Buckets(or Clusters):


Buckets should be based upon as Queries to be used in Hive. Buckets are used to reduce the number of input files for processing your query. 

 

Tables/Partitions can be further subdivided into Clusters or Buckets.


Data in each partition may in turn be divided into Buckets based on the value of a hash function of some column of the Table.

For example the page_views table may be bucketed by userid, which is one of the columns, other than the partitions columns, of the page_view table.
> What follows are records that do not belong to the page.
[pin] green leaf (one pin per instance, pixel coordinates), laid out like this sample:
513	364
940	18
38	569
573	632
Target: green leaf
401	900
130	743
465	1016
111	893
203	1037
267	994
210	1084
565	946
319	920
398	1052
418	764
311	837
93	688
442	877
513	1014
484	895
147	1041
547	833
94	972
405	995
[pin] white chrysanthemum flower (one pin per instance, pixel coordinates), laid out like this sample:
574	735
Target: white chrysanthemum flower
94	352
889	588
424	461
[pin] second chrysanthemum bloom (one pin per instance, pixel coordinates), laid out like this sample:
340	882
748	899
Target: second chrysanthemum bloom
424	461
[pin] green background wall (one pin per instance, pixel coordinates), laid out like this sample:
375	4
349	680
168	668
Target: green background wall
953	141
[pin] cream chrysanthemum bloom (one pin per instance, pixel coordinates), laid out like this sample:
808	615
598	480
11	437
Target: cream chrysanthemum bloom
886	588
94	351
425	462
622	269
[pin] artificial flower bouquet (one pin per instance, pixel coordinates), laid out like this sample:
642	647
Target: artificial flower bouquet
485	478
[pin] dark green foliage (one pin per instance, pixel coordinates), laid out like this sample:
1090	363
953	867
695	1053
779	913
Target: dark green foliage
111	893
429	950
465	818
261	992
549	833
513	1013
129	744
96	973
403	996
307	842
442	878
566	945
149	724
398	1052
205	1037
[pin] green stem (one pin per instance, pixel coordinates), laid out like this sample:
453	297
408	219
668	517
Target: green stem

Bucketing is helpful for 2 reasons :


•Enables more efficient queries

•Makes sampling more efficient

•Hash(column) MOD(number of buckets) –evenly distributed


Code:

CREATE TABLE students_bucket(name STRING,id INT,college STRING) PARTITIONED BY(country STRING) CLUSTERED BY (college) INTO 4 BUCKETS ROW FORMAT DELIMITED FIELDS TERMINATED BY ‘\t’ ;

set hive.enforce.bucketing=true;

INSERTING

INSERT OVERWRITE TABLE employees_bucketPARTITION(country=‘USA’) SELECT name,id,college from college.students_external;

SAMPLING

SELECT * FROM students_bucket TABLESAMPLE(BUCKET 2 OUT OF 4);


Let discuss one more example :


When you do bucketing on your data based on particular column(userid), your data is stored in each bucket file is based on hashing of key modulus no of buckets.
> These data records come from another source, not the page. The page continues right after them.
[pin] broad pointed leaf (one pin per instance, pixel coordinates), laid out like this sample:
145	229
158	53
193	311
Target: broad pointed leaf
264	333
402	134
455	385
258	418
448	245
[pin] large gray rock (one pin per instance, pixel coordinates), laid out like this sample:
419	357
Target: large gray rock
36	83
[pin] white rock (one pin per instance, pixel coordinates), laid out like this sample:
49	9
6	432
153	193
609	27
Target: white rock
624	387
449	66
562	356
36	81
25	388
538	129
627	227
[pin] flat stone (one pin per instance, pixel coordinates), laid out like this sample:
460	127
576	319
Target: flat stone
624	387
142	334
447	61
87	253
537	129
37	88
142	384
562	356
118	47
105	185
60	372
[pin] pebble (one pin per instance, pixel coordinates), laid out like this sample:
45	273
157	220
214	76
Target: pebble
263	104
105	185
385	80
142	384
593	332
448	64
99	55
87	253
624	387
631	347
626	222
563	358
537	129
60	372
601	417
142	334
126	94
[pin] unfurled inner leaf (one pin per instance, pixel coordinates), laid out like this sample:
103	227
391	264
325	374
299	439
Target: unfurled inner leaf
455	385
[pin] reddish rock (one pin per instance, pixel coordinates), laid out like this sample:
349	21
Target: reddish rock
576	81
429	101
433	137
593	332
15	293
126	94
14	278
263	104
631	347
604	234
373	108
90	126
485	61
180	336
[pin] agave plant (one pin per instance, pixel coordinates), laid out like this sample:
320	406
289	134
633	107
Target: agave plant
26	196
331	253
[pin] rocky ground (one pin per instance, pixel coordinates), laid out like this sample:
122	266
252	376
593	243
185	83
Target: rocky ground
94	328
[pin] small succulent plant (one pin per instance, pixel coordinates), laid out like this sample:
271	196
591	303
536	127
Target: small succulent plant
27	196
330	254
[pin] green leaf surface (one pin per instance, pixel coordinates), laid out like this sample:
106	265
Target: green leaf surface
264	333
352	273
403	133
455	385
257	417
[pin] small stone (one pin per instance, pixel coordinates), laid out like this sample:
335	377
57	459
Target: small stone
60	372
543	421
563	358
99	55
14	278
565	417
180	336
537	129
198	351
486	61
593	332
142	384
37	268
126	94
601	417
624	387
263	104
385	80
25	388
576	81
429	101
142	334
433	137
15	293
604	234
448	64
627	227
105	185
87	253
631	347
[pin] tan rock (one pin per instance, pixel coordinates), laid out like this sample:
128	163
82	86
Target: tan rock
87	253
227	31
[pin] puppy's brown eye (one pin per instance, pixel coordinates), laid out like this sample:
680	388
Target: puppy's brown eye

For example, if you have 10 records in data in the following format.(original )


1,abhishek

2,kumar

3,siva

4,senthil2

5,abhi

6,vignesh

7,peter

8,stefen

9,doug

10,alan


if you do buckets as 4 on the above data, your (partition) dir in hdfs will have four files wrt each bucket

bucket-0 will contain data

4,senthil2

8,stefen

buckte-1 will contain data

1,abhishek

5,abhi

9,doug


It goes based on remainder of your userid


Coming to Query. "Select * from table1 where userid = 4


How many files will be processed?


 Only 1 ie. bucket-0 file


It turn we reduce the number of files for MR using Hive.


We can do bucketing on more number of columns based on frequency of the columns in where clause of your queries.


Note: used 10 records just for explanation onlyBuckets can be used even without partition.


We hope this will help you to understand the concept.